NixOps deploy to self?

generic-specialty · January 6, 2019, 8:33pm

While reading an excellent guide by Will Fancer about NixOps secret management, I came across the following statement (emphasis mine):

NixOps commands will make sure to redeploy keys when you run nixops reboot, but you can’t use this command for to reboot a machine that deploys to itself…

Interesting, using NixOps to deploy to the very machine the deployment is running on.
Would this work? Are there any benefits to doing so?

palo · January 6, 2019, 10:06pm

should work when you use localhost as host. About the benefit, I don’t know.

erictapen · January 6, 2019, 11:16pm

I’m doing this for quite a while now. Benefit for me is that I have one
single solution for every machine I’m administrating.

generic-specialty · January 7, 2019, 12:03am

Ooh, that’s interesting. Plus, it seems like it would make it easier to move machines once you no longer have a system of permanent “masters” and “slaves.”

How do you organize your dotfiles? Would you min sharing them, assuming they are clean of personal information?

ryantm · January 7, 2019, 2:50am

I use NixOps to manage the computer that I use for NixOps operations at work. You don’t have to use /run/keys/ for the deployment.keys path, they can be deployed to any directory. The deployment.keys mechanism is convergent system configuration instead of declarative configuration: if you remove a key, it doesn’t get removed from the system. This is mitigated by the default being a temp directory, but I don’t find the temp directory practical because I want it to be safe for my machines to reboot (outside of nixops reboot) or lose power.

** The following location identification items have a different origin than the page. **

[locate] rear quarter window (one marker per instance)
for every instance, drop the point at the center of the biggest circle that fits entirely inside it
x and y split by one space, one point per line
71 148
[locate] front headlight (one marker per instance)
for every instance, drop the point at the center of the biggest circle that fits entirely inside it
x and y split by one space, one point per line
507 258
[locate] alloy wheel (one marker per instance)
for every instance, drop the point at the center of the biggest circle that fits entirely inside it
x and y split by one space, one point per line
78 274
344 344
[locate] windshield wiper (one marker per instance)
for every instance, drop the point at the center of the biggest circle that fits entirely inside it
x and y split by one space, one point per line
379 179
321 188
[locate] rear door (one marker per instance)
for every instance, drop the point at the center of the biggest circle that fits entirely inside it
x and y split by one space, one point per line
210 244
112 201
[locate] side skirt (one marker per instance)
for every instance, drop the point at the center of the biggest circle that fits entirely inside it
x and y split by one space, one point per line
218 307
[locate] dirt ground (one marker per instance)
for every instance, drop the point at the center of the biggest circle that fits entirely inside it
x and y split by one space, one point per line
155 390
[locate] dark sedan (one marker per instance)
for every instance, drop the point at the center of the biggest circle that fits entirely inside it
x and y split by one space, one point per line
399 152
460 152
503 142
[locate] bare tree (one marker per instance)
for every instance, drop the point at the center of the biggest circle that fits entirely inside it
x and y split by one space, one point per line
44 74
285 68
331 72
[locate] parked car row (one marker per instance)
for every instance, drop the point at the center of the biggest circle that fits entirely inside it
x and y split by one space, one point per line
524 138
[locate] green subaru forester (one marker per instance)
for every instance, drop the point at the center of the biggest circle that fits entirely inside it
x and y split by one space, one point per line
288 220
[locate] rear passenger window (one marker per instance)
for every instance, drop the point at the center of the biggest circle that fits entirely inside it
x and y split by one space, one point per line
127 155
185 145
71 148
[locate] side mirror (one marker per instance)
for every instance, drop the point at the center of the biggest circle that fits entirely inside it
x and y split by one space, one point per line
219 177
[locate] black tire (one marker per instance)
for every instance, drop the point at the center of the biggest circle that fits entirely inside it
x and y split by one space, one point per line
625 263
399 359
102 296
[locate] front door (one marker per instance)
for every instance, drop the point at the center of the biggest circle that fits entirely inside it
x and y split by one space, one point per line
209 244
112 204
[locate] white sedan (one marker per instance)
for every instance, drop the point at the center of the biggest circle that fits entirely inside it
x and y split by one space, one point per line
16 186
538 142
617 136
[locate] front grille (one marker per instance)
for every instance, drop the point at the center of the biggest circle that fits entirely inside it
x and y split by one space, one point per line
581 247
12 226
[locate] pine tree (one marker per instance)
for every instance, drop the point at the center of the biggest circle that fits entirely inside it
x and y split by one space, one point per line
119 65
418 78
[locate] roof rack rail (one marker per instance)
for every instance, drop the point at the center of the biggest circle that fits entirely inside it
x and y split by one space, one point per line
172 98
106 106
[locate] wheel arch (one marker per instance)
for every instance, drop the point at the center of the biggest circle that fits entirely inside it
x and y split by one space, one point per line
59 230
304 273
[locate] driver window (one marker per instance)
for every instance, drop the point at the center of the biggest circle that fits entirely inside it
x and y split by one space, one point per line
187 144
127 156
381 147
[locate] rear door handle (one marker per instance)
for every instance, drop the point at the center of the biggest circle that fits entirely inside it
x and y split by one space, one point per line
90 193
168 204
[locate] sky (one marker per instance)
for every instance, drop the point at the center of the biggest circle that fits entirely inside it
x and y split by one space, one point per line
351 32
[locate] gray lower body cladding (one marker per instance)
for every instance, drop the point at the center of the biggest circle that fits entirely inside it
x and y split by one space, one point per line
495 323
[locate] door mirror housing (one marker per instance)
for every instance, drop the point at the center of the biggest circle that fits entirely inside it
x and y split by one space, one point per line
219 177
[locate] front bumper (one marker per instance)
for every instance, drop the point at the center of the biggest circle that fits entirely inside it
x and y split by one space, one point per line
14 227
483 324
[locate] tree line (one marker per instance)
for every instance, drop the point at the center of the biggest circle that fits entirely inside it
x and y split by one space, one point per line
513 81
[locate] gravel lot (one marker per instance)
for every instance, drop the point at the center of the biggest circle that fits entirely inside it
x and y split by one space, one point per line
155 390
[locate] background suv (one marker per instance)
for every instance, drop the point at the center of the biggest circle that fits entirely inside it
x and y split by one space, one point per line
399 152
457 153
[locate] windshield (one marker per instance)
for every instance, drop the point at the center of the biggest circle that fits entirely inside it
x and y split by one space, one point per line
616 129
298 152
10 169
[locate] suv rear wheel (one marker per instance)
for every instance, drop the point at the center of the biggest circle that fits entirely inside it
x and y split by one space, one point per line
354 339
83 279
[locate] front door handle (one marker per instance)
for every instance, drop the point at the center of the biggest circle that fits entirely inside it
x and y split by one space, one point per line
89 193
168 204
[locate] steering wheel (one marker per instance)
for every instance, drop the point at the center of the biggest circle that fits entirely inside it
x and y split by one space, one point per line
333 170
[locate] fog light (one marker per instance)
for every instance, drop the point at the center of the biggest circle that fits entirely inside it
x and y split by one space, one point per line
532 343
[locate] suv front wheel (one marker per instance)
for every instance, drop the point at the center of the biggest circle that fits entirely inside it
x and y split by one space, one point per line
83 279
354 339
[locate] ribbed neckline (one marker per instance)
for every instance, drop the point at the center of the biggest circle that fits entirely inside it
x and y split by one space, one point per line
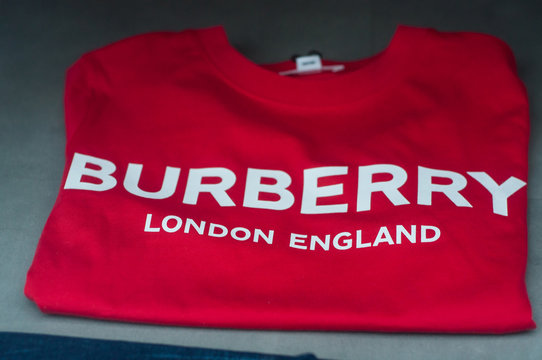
367 77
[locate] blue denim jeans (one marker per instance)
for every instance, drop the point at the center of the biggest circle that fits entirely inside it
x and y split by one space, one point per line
48 347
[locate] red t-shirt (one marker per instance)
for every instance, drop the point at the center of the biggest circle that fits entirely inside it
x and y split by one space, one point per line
203 189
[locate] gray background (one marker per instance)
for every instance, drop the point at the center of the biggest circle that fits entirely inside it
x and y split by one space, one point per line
39 40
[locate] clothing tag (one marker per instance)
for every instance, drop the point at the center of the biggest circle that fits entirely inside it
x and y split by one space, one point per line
308 63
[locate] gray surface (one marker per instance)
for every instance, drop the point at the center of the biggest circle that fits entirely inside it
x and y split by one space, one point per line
38 41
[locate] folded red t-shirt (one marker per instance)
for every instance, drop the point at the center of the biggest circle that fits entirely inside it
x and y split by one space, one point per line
381 194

erictapen · January 7, 2019, 10:57am

I can’t share my whole config, but these should be the bits to make deploy to self possible:

deploy.nix:

{
  maschine = { config, pkgs, ... }:
  {
    deployment = {
      targetEnv = "none";
      targetHost = "127.0.0.1";
      targetPort = 22;
    };

    imports = [ ./laptop.nix ];
  };
}

laptop.nix:

{ config, pkgs, ... }:{
  services.openssh = {
    enable = true;
    permitRootLogin = "without-password";
    passwordAuthentication = false;
    listenAddresses = [ { addr = "127.0.0.1"; port = 22; } ];
  };

  users.users = {
    root = {
      openssh.authorizedKeys.keys = [
        "ssh key for my user";
      ];
    };
  };

  ...
}

My dotfiles reside in /home and are not managed by Nix at all. Just plain files that are backupped.

aanderse · January 7, 2019, 11:09am

I thought as soon as you use deploymeny.keys nixops creates a service that prevents a full unexpected reboot requiring the admin to call the send-keys method?

danbst · January 7, 2019, 12:35pm

For those who want to hear bad story about NixOps self-deploy.

I’ve had deployed a Hetzner machine from EC2 machine, then transfered expressions and state to that Hetzner machine, and continued to deploy things from there. So, effectively, there was NixOps self-deploy.

Then, one day, a newcomer did nixops create/nixops deploy from dev machine. HOLY SH…! You may guess what happend. It launched deployment.hetzner.partitions script (no harm @aszlig, I think it is a nice tool) which wiped drives (which had raid for boot and lvm for rest). The problem was that deploy was done from local machine, which didn’t have statefile (stored on Hetzner machine). Fresh NixOS as a result, and wiped drives!

Here is the script:

    deployment.hetzner.partitions = ''
      %pre
      vgdisplay -C
      %end
      clearpart --all --initlabel --drives=sda,sdb

      part raid.1 --size 256 --ondisk=sda
      part raid.2 --size 256 --ondisk=sdb
      raid /boot --level=1 --device=md0 --fstype=ext3 --label=boot raid.1 raid.2

      part swap --size 4000 --label=swap --ondisk=sda
      part / --size 30000 --fstype=ext4 --label=root --ondisk=sda
    '';

We had NixOps expressions in VCS, but thing we learned - we should put state files into VCS too! So this is first rule if you ever are going to self-deploy NixOps with non-ssh backend. For SSH backends it shouldn’t be that big problem to reconstruct statefile. But for Hetzner one it was a problem.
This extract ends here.